I periodically look through the hard copy records I’ve ordered received from various record keeping agencies, like the New York City Department of Records and the National Archives. In looking at my great grandmother’s naturalization documents, I noticed the address listed for one of the witnesses matched the address I had found just a few days earlier. The naturalization was witnessed in 1938, so I decided to try the 1940 U.S. Federal Census to see if more family information would lead me to some new clues.
Visiting the Steve Morse website, I used the Enumeration District finder for the 1940 Census to pull up the images from Ancestry.com’s database. About three quarters of the way through the images, I found the address of my grandmother’s friend, and living there was the witness, Jennie Cohen. If the name weren’t so common, I could have just searched the index, but with several hundred Jennie Cohens in Brooklyn in 1940, that tactic wouldn’t have helped me reach the result nearly as quickly as browsing through the images in search of the address.
Tracing this family back from 1940 through Federal and New York State Censuses, I saw the Cohens lived with or near the Ratzkens from about the time Sheina arrived in the United States.

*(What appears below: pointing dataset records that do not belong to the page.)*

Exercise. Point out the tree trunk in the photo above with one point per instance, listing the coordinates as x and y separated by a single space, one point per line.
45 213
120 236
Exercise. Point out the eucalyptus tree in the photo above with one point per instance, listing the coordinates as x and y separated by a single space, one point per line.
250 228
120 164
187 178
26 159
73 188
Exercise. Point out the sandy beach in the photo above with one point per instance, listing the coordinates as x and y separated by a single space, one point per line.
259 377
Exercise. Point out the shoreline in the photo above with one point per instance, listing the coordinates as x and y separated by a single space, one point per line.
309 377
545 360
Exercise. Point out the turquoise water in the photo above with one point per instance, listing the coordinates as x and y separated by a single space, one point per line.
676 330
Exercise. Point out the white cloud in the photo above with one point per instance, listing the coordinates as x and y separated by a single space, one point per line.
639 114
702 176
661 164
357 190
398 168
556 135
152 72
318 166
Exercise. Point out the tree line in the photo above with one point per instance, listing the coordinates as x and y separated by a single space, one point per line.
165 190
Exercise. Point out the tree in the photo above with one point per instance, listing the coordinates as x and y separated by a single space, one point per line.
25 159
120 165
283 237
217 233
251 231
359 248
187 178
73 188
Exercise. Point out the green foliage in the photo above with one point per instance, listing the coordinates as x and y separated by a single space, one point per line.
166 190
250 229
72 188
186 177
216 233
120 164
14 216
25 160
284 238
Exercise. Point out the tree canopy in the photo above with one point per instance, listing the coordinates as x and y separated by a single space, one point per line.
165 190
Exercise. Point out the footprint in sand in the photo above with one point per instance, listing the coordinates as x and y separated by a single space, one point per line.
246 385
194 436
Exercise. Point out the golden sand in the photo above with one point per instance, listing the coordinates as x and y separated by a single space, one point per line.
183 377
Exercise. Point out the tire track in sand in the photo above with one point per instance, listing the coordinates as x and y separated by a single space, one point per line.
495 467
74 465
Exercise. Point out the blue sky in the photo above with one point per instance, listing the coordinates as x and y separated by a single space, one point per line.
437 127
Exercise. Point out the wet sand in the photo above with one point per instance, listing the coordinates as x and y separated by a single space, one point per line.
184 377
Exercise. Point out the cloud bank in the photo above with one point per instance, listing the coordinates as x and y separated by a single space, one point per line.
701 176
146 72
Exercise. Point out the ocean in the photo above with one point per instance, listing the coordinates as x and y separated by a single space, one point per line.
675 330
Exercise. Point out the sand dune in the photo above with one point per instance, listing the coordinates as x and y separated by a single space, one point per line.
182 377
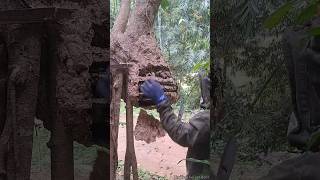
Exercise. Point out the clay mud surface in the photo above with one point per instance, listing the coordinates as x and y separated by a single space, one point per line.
148 128
81 42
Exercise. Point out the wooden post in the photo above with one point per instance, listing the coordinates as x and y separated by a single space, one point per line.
130 157
117 83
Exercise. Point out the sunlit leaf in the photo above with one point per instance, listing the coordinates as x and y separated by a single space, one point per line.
307 13
277 16
164 4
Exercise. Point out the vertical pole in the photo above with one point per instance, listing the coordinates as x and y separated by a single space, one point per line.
117 83
130 157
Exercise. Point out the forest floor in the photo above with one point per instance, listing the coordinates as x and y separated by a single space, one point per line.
157 160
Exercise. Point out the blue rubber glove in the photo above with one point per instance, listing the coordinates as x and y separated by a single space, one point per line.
153 90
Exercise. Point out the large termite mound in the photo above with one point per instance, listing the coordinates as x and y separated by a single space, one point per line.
81 44
148 128
134 42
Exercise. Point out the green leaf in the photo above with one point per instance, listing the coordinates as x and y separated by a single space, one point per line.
276 17
164 4
307 13
314 31
196 161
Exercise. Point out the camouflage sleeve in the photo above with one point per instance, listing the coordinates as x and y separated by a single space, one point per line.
185 134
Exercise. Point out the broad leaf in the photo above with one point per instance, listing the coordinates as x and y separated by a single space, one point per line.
277 16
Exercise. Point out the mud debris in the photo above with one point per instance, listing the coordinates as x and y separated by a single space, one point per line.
148 128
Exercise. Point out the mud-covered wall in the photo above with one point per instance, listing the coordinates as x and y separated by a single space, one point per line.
81 42
138 47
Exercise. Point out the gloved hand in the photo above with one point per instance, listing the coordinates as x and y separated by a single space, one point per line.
153 90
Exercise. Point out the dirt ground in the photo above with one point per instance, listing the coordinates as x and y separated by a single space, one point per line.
160 157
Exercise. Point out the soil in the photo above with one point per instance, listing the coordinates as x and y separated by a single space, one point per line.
160 157
148 128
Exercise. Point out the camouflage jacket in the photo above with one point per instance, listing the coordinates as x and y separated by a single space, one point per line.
195 135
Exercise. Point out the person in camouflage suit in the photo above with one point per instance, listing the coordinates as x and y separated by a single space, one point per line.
302 54
195 135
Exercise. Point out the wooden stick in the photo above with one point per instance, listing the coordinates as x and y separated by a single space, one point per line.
117 83
130 157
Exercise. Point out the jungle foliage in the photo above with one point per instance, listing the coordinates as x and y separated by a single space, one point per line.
256 94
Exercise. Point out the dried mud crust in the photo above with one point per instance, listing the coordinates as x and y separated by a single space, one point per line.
77 49
148 128
147 62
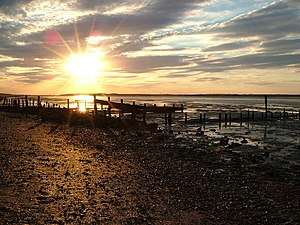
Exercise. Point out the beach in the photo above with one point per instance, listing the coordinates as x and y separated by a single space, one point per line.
56 174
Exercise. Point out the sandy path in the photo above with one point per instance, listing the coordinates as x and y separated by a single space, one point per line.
52 174
47 180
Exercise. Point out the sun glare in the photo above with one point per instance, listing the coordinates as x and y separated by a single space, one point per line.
85 66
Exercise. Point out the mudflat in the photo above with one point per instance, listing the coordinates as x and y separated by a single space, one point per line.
56 174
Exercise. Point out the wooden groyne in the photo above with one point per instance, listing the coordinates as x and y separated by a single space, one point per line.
109 110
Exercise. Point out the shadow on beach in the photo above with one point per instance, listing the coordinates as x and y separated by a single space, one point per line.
56 174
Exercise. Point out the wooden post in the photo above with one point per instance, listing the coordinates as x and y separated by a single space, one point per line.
166 119
109 106
266 107
122 112
144 112
95 104
133 112
170 118
26 101
39 101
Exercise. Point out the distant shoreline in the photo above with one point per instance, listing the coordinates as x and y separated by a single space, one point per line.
175 95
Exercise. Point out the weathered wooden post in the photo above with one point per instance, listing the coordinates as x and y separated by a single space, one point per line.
109 106
122 111
166 116
133 112
170 118
266 107
39 101
95 104
26 101
144 113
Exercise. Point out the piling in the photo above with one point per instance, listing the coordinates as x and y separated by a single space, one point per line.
26 101
266 106
144 113
95 104
109 106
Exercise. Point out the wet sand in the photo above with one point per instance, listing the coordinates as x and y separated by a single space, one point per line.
55 174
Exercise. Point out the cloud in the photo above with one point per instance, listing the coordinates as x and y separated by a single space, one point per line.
147 63
277 20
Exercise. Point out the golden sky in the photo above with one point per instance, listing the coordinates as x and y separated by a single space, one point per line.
143 46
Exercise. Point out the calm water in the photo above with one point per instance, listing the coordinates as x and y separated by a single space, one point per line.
191 103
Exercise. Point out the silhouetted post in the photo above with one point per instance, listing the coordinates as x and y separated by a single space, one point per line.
122 112
133 112
144 113
266 106
39 101
95 104
26 101
166 116
166 119
170 118
109 106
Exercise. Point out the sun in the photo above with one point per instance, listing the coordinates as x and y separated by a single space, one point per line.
85 66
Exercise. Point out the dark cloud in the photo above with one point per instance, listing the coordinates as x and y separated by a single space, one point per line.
12 7
277 20
208 79
279 46
147 63
228 46
246 62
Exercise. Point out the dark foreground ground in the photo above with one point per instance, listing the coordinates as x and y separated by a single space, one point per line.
54 174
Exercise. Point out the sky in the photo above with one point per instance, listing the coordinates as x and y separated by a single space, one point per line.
150 46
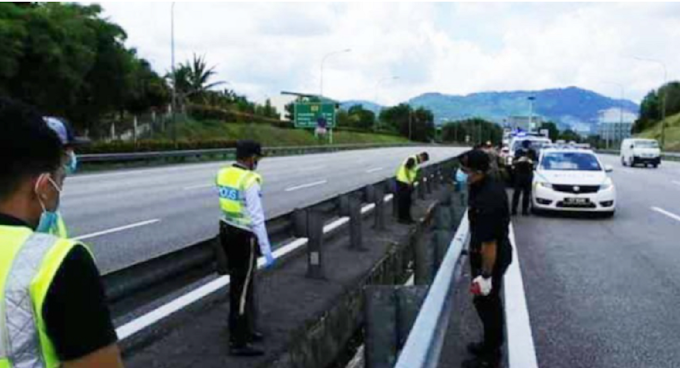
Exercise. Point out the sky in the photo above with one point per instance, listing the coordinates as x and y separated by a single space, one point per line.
401 50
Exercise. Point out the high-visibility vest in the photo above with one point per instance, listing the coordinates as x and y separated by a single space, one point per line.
405 175
59 230
28 263
232 183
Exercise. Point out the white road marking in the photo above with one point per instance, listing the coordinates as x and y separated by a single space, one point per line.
308 185
201 186
664 212
116 229
179 303
521 350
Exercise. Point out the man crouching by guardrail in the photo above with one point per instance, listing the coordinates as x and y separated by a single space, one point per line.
490 255
242 225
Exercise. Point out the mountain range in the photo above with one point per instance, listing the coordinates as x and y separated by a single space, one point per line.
571 107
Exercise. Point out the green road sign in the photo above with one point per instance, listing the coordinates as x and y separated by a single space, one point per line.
307 114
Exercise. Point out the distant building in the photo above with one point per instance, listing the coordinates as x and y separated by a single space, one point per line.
522 122
613 127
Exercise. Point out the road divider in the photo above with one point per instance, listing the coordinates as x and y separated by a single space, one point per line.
303 186
116 229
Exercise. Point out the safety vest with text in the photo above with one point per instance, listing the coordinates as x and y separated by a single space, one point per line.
29 262
232 183
406 175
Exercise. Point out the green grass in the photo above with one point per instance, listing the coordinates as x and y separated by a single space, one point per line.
672 133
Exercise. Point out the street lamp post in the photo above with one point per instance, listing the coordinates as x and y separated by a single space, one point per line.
663 97
377 88
174 74
323 61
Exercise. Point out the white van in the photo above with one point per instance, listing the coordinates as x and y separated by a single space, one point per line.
640 151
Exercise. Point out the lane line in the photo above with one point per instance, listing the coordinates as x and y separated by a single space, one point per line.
664 212
117 229
193 296
308 185
521 349
202 186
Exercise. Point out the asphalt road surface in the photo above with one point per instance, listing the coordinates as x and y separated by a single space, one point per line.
132 215
605 292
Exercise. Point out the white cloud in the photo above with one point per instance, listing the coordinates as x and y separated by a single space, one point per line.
263 48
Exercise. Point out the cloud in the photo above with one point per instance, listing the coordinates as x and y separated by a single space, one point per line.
262 49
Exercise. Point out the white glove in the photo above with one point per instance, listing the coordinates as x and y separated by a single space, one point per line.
481 286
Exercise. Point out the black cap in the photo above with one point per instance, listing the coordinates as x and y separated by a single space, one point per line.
64 131
475 160
248 148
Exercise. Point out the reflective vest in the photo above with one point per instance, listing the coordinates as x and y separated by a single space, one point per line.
59 230
405 175
28 264
232 183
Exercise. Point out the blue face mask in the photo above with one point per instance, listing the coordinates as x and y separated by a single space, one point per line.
48 219
72 164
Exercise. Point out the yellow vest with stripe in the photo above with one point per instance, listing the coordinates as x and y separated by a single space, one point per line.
405 175
28 263
232 183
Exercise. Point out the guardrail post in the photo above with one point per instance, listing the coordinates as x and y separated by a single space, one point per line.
300 223
421 189
390 312
379 200
314 245
370 193
355 221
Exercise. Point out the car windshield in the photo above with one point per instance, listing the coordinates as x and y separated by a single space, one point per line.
646 144
572 161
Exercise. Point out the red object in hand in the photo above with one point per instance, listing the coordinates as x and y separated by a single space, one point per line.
475 289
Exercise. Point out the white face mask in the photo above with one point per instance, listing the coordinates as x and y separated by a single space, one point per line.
48 218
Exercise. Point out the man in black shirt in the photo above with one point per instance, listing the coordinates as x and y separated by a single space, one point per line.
524 160
490 255
75 325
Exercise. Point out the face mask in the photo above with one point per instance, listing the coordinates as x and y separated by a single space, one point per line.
48 219
72 164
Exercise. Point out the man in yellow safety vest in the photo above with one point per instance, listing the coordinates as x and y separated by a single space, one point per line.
407 174
242 229
54 311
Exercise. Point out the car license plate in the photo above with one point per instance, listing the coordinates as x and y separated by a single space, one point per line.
576 201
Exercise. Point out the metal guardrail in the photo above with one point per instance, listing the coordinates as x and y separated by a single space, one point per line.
182 267
424 344
225 152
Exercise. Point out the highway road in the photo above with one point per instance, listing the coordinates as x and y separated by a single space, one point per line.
605 292
132 215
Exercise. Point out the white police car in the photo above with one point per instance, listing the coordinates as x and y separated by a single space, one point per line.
572 179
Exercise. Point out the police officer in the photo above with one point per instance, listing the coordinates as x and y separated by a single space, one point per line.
54 310
242 228
490 255
407 174
69 141
524 176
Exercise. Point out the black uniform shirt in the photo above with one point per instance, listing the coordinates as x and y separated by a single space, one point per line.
489 216
75 312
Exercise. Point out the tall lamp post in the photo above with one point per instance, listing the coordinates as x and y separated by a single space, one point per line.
174 74
377 89
622 89
323 61
663 97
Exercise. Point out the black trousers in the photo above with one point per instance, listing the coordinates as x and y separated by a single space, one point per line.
490 307
522 186
242 253
404 196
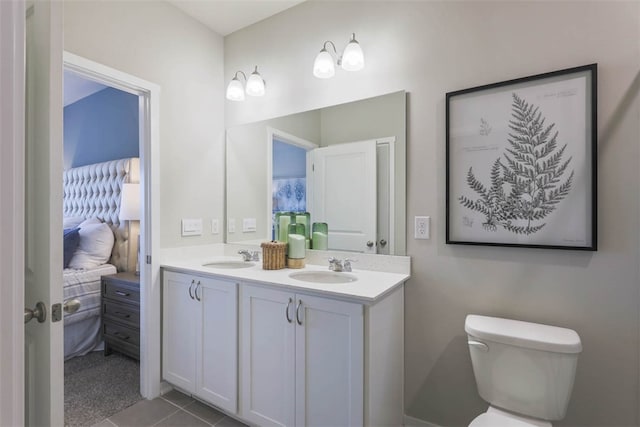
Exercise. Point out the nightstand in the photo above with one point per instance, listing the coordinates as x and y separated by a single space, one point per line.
121 314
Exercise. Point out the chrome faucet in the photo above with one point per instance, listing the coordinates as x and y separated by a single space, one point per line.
336 264
249 255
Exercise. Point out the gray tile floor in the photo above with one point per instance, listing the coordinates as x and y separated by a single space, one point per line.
171 409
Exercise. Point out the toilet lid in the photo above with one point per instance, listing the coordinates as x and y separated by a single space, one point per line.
494 418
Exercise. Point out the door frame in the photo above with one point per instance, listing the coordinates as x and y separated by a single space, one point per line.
12 158
149 140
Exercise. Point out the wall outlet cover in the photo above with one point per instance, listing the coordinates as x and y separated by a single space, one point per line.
421 229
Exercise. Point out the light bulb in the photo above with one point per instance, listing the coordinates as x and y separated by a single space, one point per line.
255 84
235 91
323 67
353 57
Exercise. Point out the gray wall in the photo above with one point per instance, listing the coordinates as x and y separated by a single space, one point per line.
157 42
428 49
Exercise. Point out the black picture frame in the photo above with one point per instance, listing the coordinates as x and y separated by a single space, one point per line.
522 162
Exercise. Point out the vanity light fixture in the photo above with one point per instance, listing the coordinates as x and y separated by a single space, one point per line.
255 86
352 59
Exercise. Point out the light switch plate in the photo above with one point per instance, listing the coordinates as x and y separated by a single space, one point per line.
192 227
248 225
421 230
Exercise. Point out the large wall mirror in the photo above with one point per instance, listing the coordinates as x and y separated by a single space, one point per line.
343 164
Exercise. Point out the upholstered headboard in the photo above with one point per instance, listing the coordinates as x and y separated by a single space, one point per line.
93 191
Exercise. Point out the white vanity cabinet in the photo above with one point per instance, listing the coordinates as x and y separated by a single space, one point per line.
315 361
200 337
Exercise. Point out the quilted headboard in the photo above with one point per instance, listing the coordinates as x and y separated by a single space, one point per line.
93 191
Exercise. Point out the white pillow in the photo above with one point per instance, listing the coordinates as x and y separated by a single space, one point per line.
96 243
71 221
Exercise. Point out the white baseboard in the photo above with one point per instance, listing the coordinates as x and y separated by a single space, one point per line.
416 422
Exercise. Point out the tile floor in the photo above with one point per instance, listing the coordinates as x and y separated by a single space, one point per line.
171 409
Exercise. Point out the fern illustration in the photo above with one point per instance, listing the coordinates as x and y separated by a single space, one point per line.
527 182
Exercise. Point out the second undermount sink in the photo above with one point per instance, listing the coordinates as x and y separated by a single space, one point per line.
229 264
323 277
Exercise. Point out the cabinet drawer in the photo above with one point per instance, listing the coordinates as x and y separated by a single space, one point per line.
126 313
120 292
121 333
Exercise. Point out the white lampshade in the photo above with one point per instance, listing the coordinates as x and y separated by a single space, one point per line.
255 84
235 91
353 57
323 67
130 202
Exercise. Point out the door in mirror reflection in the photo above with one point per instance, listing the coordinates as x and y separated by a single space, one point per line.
343 183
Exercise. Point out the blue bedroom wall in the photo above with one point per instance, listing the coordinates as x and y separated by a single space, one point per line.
101 127
289 161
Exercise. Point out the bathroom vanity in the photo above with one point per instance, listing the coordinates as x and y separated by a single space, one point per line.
271 349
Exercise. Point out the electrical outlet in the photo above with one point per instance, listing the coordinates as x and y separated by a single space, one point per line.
421 230
248 225
192 227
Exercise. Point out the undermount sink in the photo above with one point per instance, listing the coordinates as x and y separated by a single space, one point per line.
229 264
323 277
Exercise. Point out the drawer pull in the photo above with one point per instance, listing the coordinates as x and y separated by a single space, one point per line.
190 288
196 291
119 335
298 312
286 311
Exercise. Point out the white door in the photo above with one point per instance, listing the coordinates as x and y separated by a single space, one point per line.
329 362
179 333
217 352
344 194
267 362
44 379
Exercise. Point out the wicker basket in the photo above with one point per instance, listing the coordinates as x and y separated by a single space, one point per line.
273 255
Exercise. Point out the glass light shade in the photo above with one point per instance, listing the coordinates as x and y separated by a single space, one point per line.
255 84
235 91
323 67
353 58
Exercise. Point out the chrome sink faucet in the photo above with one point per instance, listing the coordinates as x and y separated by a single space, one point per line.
249 255
336 264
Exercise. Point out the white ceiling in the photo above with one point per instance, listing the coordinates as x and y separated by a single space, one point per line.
76 87
226 16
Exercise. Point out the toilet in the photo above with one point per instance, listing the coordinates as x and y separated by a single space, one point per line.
525 371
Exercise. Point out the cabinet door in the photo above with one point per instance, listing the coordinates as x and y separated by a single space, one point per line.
217 349
329 362
267 362
179 331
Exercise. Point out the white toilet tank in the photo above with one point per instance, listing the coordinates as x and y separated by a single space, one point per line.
523 367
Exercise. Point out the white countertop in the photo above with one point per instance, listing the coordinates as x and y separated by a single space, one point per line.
370 287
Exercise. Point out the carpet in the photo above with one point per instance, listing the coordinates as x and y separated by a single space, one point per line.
97 387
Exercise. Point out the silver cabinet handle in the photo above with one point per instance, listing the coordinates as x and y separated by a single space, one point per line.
190 288
286 312
298 312
196 292
478 344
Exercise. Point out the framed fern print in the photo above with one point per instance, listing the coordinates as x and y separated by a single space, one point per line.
521 162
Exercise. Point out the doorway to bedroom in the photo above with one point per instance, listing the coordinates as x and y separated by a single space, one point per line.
103 141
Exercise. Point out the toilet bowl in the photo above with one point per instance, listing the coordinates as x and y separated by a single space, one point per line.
524 370
495 417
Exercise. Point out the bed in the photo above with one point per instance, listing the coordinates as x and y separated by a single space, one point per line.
98 245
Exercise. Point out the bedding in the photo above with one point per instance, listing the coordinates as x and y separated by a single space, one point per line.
82 328
91 203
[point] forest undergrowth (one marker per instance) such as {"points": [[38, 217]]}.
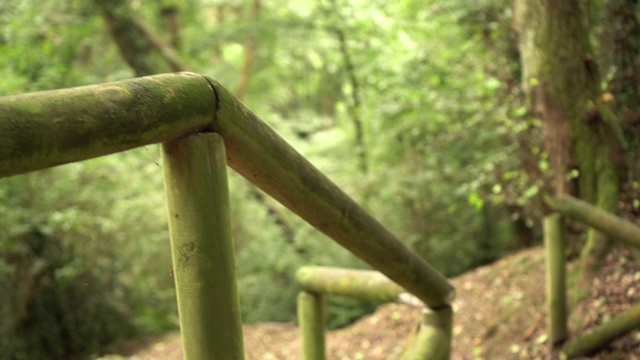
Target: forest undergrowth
{"points": [[499, 314]]}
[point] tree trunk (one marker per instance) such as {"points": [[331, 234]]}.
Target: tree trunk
{"points": [[140, 47], [562, 83]]}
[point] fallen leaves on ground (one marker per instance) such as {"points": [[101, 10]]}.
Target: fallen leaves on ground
{"points": [[499, 314]]}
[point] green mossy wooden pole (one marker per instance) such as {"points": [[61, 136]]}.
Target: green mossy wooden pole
{"points": [[311, 314], [556, 279], [617, 327], [256, 152], [48, 128], [202, 248], [361, 284], [433, 340], [593, 216]]}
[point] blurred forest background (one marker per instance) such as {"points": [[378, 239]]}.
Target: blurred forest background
{"points": [[415, 108]]}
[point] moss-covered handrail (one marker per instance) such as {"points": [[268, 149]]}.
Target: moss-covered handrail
{"points": [[44, 129], [365, 285]]}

I mused the other day whether the Jenny Libynsky living with Frank Ratzken as a boarder in 1910 would be Sheina Mikhlia Lipianski, and I am now all but certain that this is the case. Sheina, or Jenny, married Israel Cohen in 1915, and I’ve already ordered the marriage certificate from the New York Department of Records for more confirmation. Their daughter, Bernice, is my grandmother’s friend we have suspected to be a relative.
My great grandmother’s naturalization documentation made sense: her two witnesses were her husband and her sister.
This is a good reminder that all the details on records are important, even witnesses and their addresses.